WhisperSTT is a buffered HTTP transcription adapter for OpenAI’s POST /v1/audio/transcriptions endpoint. It buffers ~1 s of incoming PCM audio (16 kHz, 16-bit mono), wraps it as a WAV blob, and submits it to Whisper for transcription. Drop-in compatible with the streaming STTProvider interface so it can be swapped for Deepgram / Soniox without changes to the calling code. For ~10x lower latency see the GPT-4o transcribe family below — it’s a strict subclass that hits the same endpoint with gpt-4o-transcribe / gpt-4o-mini-transcribe.

Install

whisper ships in the base install.
npm install getpatter

Usage

getpatter/stt/whisper and getpatter/stt/openai-transcribe both auto-resolve OPENAI_API_KEY from the environment when apiKey is omitted.
// Whisper-1 (REST)
import * as whisper from "getpatter/stt/whisper";

const stt = new whisper.STT();                                    // reads OPENAI_API_KEY
const stt2 = new whisper.STT({ apiKey: "sk-...", language: "it" });

// GPT-4o transcribe family — ~10x faster than whisper-1
import * as openaiTranscribe from "getpatter/stt/openai-transcribe";

const fast = new openaiTranscribe.STT({ model: "gpt-4o-transcribe" });   // default
const mini = new openaiTranscribe.STT({ model: "gpt-4o-mini-transcribe" });
Plug it into an agent:
// npx tsx example.ts
import { Patter, Twilio, ElevenLabsTTS } from "getpatter";
import * as openaiTranscribe from "getpatter/stt/openai-transcribe";

const phone = new Patter({ carrier: new Twilio(), phoneNumber: "+15550001234" });

const agent = phone.agent({
  stt: new openaiTranscribe.STT(),                    // OPENAI_API_KEY from env
  tts: new ElevenLabsTTS({ voiceId: "rachel" }),
  systemPrompt: "You are a helpful assistant.",
});

await phone.serve({ agent });

Models and rates

Per minute of audio (defaults from getpatter/pricing):
Provider keyModelRate / min
whisperwhisper-1 (default)$0.006
whispergpt-4o-transcribe$0.006
whispergpt-4o-mini-transcribe$0.003
openai_transcribegpt-4o-transcribe (default)$0.006
openai_transcribegpt-4o-mini-transcribe$0.003
openai_transcribewhisper-1$0.006
The two provider keys hit the same endpoint but are tracked separately in the dashboard so cost attribution stays clean.

Languages

language: "en" by default.
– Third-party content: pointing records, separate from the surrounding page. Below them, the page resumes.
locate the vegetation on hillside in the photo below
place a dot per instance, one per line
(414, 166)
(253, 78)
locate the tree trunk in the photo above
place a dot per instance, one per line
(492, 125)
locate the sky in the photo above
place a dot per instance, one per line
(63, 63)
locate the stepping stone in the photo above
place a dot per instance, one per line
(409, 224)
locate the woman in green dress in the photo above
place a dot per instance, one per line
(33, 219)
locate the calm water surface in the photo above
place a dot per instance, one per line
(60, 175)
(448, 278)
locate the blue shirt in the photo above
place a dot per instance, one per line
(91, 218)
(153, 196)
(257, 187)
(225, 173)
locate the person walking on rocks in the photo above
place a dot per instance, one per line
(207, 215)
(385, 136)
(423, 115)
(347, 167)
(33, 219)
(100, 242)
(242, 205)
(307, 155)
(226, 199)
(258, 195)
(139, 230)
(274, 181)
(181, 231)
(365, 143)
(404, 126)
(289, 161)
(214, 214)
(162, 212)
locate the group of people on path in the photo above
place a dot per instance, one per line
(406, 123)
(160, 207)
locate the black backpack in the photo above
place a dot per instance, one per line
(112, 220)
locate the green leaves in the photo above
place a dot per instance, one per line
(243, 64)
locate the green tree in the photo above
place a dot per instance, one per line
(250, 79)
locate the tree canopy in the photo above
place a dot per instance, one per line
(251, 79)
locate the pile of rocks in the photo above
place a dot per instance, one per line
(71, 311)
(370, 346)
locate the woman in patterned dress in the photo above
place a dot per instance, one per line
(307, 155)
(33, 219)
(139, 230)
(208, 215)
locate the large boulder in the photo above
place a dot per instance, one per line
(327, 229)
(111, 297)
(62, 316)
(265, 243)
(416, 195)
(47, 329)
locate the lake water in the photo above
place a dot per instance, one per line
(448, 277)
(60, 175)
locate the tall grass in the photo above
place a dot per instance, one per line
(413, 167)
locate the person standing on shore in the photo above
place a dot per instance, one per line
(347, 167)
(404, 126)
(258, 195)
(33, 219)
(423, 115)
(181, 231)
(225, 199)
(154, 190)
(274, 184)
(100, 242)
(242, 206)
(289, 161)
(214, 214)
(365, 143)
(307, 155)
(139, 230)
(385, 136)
Whisper-1 and the GPT-4o transcribe family auto-detect the spoken language but accept an explicit BCP-47 hint (e.g. "it", "fr", "es", "de", "pt", "ja", "zh") for higher accuracy on short utterances. See the OpenAI language coverage list.

Options

OptionDefaultNotes
apiKeyReads from OPENAI_API_KEY when omitted.
model"whisper-1" (Whisper) / "gpt-4o-transcribe" (Transcribe)Restricted to the family’s allowed model set; misconfigured calls throw.
language"en"BCP-47 code.
bufferSize~1 s of 16 kHz PCMBytes buffered before each transcription request.
responseFormat"json"Pass "verbose_json" to surface per-segment confidence and timestamps.